John Moore | Getty Images

Amazon’s 18,000-plus job cuts announced this month are being felt broadly across the company’s sprawling operations, from physical retail technology and grocery stores to robotics and drone delivery, and even in cloud computing.

That’s according to a spreadsheet created after the layoff announcement by an employee, who has encouraged those affected to submit their information for use by recruiters. The database, which was circulated widely on LinkedIn, provides a window into the businesses hit with layoffs.

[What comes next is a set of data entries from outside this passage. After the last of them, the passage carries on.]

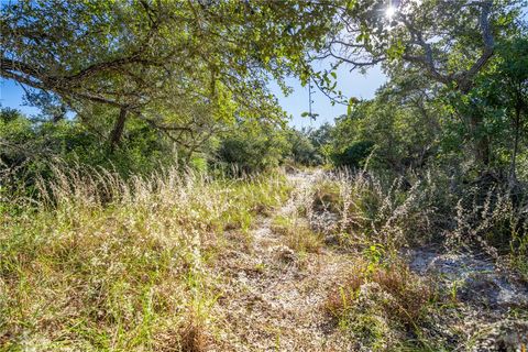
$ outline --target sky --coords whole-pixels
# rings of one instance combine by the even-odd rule
[[[344,66],[338,68],[338,88],[348,98],[370,99],[374,97],[376,89],[386,81],[386,77],[380,67],[371,68],[365,75],[358,72],[349,72]],[[312,89],[312,112],[318,113],[316,121],[302,118],[300,114],[308,111],[308,87],[301,87],[298,79],[290,77],[286,79],[293,92],[284,96],[276,82],[271,84],[272,92],[277,97],[279,105],[292,118],[290,124],[300,128],[317,128],[324,122],[333,122],[333,119],[345,113],[346,107],[336,105],[332,107],[330,100],[317,88]],[[3,79],[0,82],[0,105],[22,110],[28,116],[38,113],[38,109],[24,105],[24,90],[13,80]]]
[[[387,80],[378,66],[369,69],[363,75],[359,72],[350,72],[350,68],[342,65],[338,68],[337,74],[337,89],[341,90],[346,98],[373,98],[376,89]],[[316,121],[310,118],[302,118],[300,114],[309,109],[308,86],[301,87],[296,78],[288,78],[286,79],[286,82],[294,89],[294,91],[287,97],[283,95],[280,88],[276,84],[272,84],[271,89],[277,97],[283,109],[292,117],[292,125],[299,129],[309,127],[317,128],[326,122],[331,123],[334,118],[346,113],[346,106],[336,105],[332,107],[330,99],[328,99],[316,87],[312,89],[311,100],[314,103],[311,110],[319,116]]]

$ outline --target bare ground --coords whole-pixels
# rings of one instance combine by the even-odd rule
[[[278,210],[294,211],[317,175],[289,176],[292,199]],[[250,233],[251,242],[224,254],[218,275],[223,336],[219,351],[342,351],[323,302],[343,270],[346,254],[323,248],[299,255],[272,231],[272,218],[262,218]],[[237,241],[237,239],[232,239]]]

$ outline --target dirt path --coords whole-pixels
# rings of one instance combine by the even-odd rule
[[[317,174],[288,176],[294,194],[277,213],[288,216],[305,199]],[[299,255],[272,230],[272,217],[258,220],[245,251],[226,255],[221,275],[223,312],[220,350],[233,351],[338,351],[323,302],[336,286],[344,254],[321,249]]]
[[[230,239],[233,245],[217,268],[222,295],[211,315],[220,317],[216,351],[354,350],[324,311],[324,302],[356,257],[331,245],[321,245],[318,253],[296,252],[273,227],[274,217],[299,217],[299,206],[309,207],[310,188],[319,177],[322,172],[289,175],[294,191],[288,201],[258,219],[245,241],[241,234]],[[404,256],[417,275],[442,287],[460,287],[457,307],[439,310],[431,320],[432,336],[458,341],[458,351],[502,351],[526,340],[528,323],[519,316],[528,306],[524,284],[469,255],[415,249]]]

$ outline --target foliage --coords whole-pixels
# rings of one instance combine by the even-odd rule
[[[285,131],[268,123],[244,123],[227,133],[216,152],[216,162],[226,170],[255,173],[277,167],[288,154]]]

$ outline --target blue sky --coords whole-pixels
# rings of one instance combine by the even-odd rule
[[[338,68],[338,89],[341,89],[346,97],[369,99],[374,96],[376,89],[385,82],[386,78],[380,67],[371,68],[365,75],[350,73],[344,66]],[[346,107],[336,105],[332,107],[330,100],[319,90],[314,89],[312,110],[319,117],[316,121],[309,118],[301,118],[300,114],[308,111],[308,87],[301,87],[296,78],[288,78],[288,86],[294,91],[285,97],[277,84],[272,82],[271,89],[277,96],[283,109],[292,117],[290,124],[297,128],[319,127],[324,122],[332,122],[334,118],[346,112]],[[13,80],[2,79],[0,82],[0,103],[2,107],[16,108],[26,114],[37,114],[38,110],[24,106],[24,91]]]
[[[366,74],[350,72],[345,66],[338,68],[338,87],[346,98],[355,97],[360,99],[370,99],[374,97],[376,89],[386,81],[385,75],[380,67],[371,68]],[[345,113],[346,107],[336,105],[332,107],[330,100],[317,88],[312,89],[312,112],[318,113],[316,121],[309,118],[302,118],[300,114],[308,111],[308,87],[301,87],[296,78],[286,80],[288,86],[294,88],[293,94],[285,97],[276,84],[272,84],[272,91],[278,98],[283,109],[292,116],[292,124],[297,128],[319,127],[324,122],[333,122],[333,119]]]

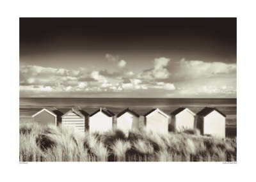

CEO Andy Jassy wrote in a blog post in early January that “several teams” were impacted but that the cuts would primarily be centered in Amazon’s worldwide stores and human resources divisions. Beyond that, the company provided scant details on where downsizing would take place.

An Amazon spokesperson pointed CNBC to Jassy’s blog post on the layoffs.

Subsequent filings with state agencies offered a glimpse into the geographical dispersal of the layoffs. In Amazon’s home state of Washington, at least 2,300 employees lost their jobs, according to Worker Adjustment and Retraining Notification (WARN) filings. Over 500 took place in California, including in engineering and recruiting divisions, while roughly 300 were in New York, filings show.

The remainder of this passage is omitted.